II. Embryology and Constitution
It is the remnant of the splanchnopleuric mesenchymal bed into which the airway tubes and blood vessels have grown during the lung morphogenesis. It has got the following constituents : (I) Matric; (ii) Cells.
A. Interstitial Mesenchymal Cell
1. Fibroblasts - these are engaged in active fibrogenesis and secrete collagen, proteoglycans and fibronectin - important constituents of the connective tissue matrix.
2. Myofibroblasts - they have contractile properties due to the presence of actin and myosin in them. Their function is unclear.
3. Pericytes - these are myofibroblasts associated with capillaries.

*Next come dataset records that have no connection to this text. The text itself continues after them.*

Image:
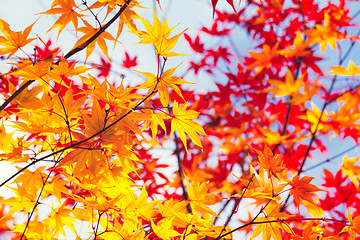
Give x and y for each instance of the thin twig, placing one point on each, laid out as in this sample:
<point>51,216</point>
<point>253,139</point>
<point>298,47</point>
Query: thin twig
<point>236,205</point>
<point>66,118</point>
<point>37,202</point>
<point>71,53</point>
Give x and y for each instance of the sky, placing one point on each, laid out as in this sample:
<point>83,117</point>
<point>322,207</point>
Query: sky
<point>186,14</point>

4. Smooth muscle cells are fully differentiated contractile cells found in the free edges of alveolar septa where they are incorporated into the strong connective tissue fibre strands.
5. Undifferentiated mesenchymal cells are of a mixed cell population.
B. Interstitial Immune Cells
1. Mononuclear phagocytes - Morphologically, two types are easily recognized; alveolar macrophages and dendritic/ Langerhan's cells.
Alveolar macrophages have role in: a) defense against pathogens; b) ingestion and destruction of potential allergens; c) clearing of particulates and debris; d) presentation of antigens to T-lymphocytes; and e) clearing of antigens to regional lymph nodes. Dendritic/ Langerhan's cells are very efficient at presenting antigens to T-cells.
2. Lymphocytes - The ration of alveolar macrophages to lymphocytes is 1:5 to 1:10. The most common lymphocyte in the normal human alveolar interstitium is the T-cell, representing >95% of the lymphoctye population.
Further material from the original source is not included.